The problem is that simplifying reality always carries the risk of bending the truth to fit your story, but it isn't always obvious which model is the "best". 

In [None]:
from mads_datasets import DatasetFactoryProvider, DatasetType
penguinsdataset = DatasetFactoryProvider.create_factory(
    DatasetType.PENGUINS
)
penguinsdataset.download_data()

df = pd.read_parquet(penguinsdataset.filepath)
select = [
    "Species",
    "Island",
    "Culmen Length (mm)",
    "Culmen Depth (mm)",
    "Flipper Length (mm)",
    "Delta 15 N (o/oo)",
    "Delta 13 C (o/oo)",
    "Sex",
    "Body Mass (g)",
]
subset = df[select].dropna()

In [None]:
subset

In [None]:
sns.lmplot(data=subset, x="Culmen Length (mm)", y="Body Mass (g)", fit_reg=True)

In [None]:
from scipy import stats
x = subset["Culmen Length (mm)"]
y = subset["Body Mass (g)"]
slope, intercept, r_value, p_value, std_err = stats.linregress(x, y)
print(f"The model is y = {slope:.2f}x + {intercept:.2f}, with R^2 = {r_value**2:.2f}")


In [None]:
sns.lmplot(data=subset, x="Culmen Length (mm)", y="Body Mass (g)", order=2)

In [None]:
import numpy as np
model = np.polyfit(x, y, 2)
print(f"The model is {model[0]:.2f}x^2 + {model[1]:.2f}x + {model[2]:.2f}")

In [None]:
sns.lmplot(data=subset, x="Culmen Length (mm)", y="Body Mass (g)", logx=True)

In [None]:
slope, intercept, r_value, p_value, std_err = stats.linregress(np.log(x), y)
print(f"The model is y = {slope:.2f} log(x) + {intercept:.2f}, with R^2 = {r_value**2:.2f}")

In [None]:
sns.lmplot(data=subset, x="Culmen Length (mm)", y="Body Mass (g)", lowess=True)

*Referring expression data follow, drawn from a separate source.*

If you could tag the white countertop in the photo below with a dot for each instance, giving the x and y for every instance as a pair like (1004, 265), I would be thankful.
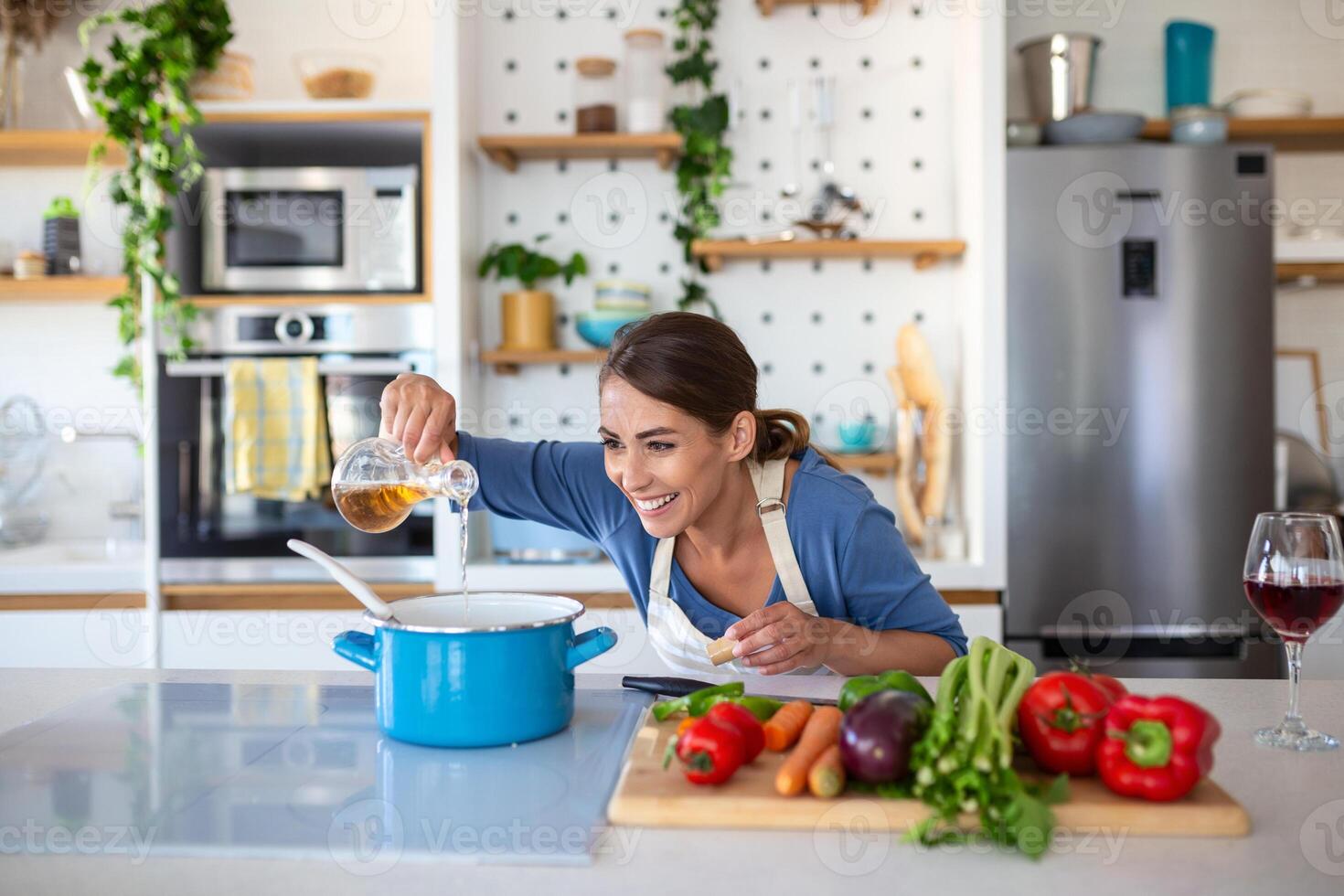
(1296, 804)
(83, 566)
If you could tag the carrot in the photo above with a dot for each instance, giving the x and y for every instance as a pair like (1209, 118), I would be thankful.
(826, 778)
(821, 731)
(786, 724)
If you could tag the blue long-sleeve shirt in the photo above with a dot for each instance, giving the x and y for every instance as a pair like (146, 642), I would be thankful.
(851, 554)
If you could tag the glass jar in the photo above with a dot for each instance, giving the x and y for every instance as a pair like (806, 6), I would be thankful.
(594, 96)
(645, 82)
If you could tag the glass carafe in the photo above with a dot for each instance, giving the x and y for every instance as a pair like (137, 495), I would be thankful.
(375, 485)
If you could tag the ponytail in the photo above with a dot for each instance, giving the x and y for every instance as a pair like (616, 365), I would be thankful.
(698, 364)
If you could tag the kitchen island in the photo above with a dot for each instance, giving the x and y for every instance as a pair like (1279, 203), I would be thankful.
(1296, 804)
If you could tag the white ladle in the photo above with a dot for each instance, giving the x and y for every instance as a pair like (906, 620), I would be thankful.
(345, 577)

Lowess stands for Locally Weighted Scatterplot Smoothing, and it is a non-parametric regression method that fits a smooth curve to the data. It is a useful tool to explore the relationship between two variables, but it is not a model in the traditional sense. It is a tool to help us understand the data, not to make predictions.